If you’ve got slow credit now, you should know that such a rating doesn’t have to last forever. In fact, the sooner you start improving your credit history, the better. There are many steps you can take including paying all your bills on time, every single month, lowering your loan balances and closing a few of your accounts.

If you’re ready to turn your dreams of home ownership into reality or you want to refinance an existing mortgage then click here now!

http://www.flbestrate.com/

Comments

4 Responses to “Purchase your First Home With Slow Credit”

  1. great_expectations on December 27th, 2008 11:10 pm

    what is the best way to restore my credit fast? In Canada.?
    My fiance and I are looking to purchase a home. However we have a high debt ratio, and some slow payments in the past. We tried to get a loan to consolidate our debt, but because of our low credit scores, we were denied the loan. We have a high interest car loan (18%), student loans, and credit cards, which is why we really want to consolidate our debt before buying a home.

  2. EagleKate on December 28th, 2008 4:12 am

    I would put off buying the home for the moment but keep that as you goal for why………..you pay off your credits, and any other bills that you have. As soon as you accomplish this your rating will give you what you need for the loan you want. Also I would suggest to start a savings account so you can have a good downpayment when you purchase your new home. This will keep your mortage at a reasonable limit.
    References :

  3. RockC on December 28th, 2008 4:14 am

    1st - search the Internet for a Consumer Credit Counseling service. They'll work with your creditors to reduce your payments, and may even waive interest charges.
    2nd - defer your student loans (if possible) to pay off your credit cards
    3rd - PAY OFF THOSE CARDS! But don't cancel them. Your credit rating will move higher based on how much credit you have available to you that you have not used yet. Example, if you have a credit card with a $5,000 credit line, and you close it, you've just lost another chance to show a bank that you can handle credit responsibly.

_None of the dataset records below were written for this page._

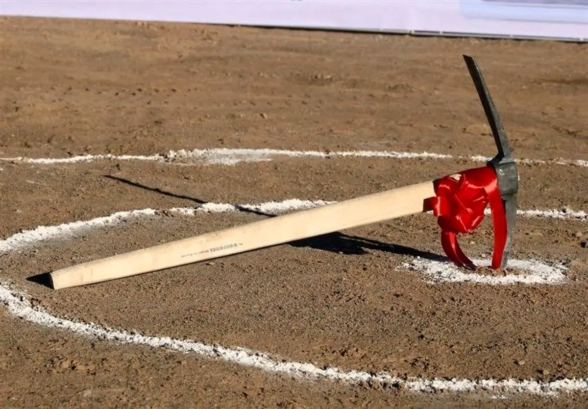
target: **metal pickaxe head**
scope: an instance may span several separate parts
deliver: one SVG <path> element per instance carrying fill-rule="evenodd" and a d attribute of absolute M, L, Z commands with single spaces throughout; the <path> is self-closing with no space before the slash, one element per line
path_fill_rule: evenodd
<path fill-rule="evenodd" d="M 472 57 L 464 55 L 463 58 L 476 86 L 480 100 L 484 107 L 484 112 L 486 113 L 488 123 L 492 130 L 492 135 L 494 136 L 494 140 L 498 149 L 496 156 L 490 160 L 487 165 L 493 167 L 496 172 L 498 187 L 506 216 L 506 242 L 500 263 L 500 267 L 505 268 L 512 246 L 513 233 L 516 220 L 516 195 L 519 191 L 519 173 L 514 157 L 510 149 L 510 144 L 506 136 L 506 132 L 502 126 L 498 111 L 490 96 L 490 91 L 488 90 L 484 81 L 482 72 Z"/>

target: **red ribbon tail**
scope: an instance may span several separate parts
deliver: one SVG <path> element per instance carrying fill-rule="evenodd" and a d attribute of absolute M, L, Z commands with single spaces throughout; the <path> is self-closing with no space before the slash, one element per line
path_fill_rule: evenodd
<path fill-rule="evenodd" d="M 457 243 L 457 234 L 453 232 L 443 231 L 441 232 L 441 246 L 443 251 L 452 261 L 459 267 L 473 268 L 474 263 L 462 251 Z"/>

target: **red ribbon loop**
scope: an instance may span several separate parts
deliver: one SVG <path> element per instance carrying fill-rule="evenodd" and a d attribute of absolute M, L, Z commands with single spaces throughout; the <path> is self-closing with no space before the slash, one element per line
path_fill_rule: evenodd
<path fill-rule="evenodd" d="M 429 203 L 441 227 L 441 244 L 445 254 L 462 267 L 474 264 L 457 243 L 459 233 L 467 233 L 484 220 L 484 210 L 490 204 L 494 229 L 494 251 L 492 266 L 500 268 L 506 244 L 506 216 L 498 189 L 494 168 L 476 167 L 435 180 L 436 196 Z"/>

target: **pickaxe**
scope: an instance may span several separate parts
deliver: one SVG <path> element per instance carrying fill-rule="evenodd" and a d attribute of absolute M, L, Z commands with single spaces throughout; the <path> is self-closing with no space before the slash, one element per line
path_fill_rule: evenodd
<path fill-rule="evenodd" d="M 473 58 L 463 58 L 498 149 L 486 166 L 57 270 L 50 273 L 53 288 L 128 277 L 430 210 L 437 217 L 442 244 L 449 259 L 458 266 L 472 268 L 456 237 L 481 223 L 488 204 L 494 229 L 491 266 L 505 268 L 516 217 L 519 176 L 480 68 Z"/>

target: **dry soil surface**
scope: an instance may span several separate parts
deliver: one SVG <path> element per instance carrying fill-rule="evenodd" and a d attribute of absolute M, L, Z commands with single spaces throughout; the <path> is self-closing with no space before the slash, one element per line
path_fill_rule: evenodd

    4th - Sell your car, cash out, and get a used one.

    Also, if you want to save money for a home, make a list of every single purchase you make, from a stick of gum to a new shirt. After a month of doing this, you'll really see where your money is going.

    And, don't keep applying for new credit cards, unless you are sure you are going to get approved. Everytime you apply for credit, your credit report gets tagged that you have been applying excessively for credit. To a potential lender, this will appear that you are 'desperate' for cash, and cannot handle your finances.

    All in all, it will take time for your credit report to build back up…patience.
    References :

  4. emsine on December 28th, 2008 4:16 am

    Okay, First of all, there is no magic quick fit. With that said, do not be tricked into any fix your credit plans. The last thing you need is to pay someone to fix your credit and it is a rip off. It took some time to get into this mess and it will take you just as long if not longer to get out. First step, sit down and make a budget. Get all bills caught up and paid on time. At first use as much extra money in your budget as you can to get those high interest loans paid down or off. Then start a savings program, you can start little at first, as you will still be focusing on paying off debt. If you can pay down the car below bluebook you may want to try to refinance and get a lower rate. Debt ratio and payment history are key to home loans. Take some time and work out a plan, after a year you could be ready.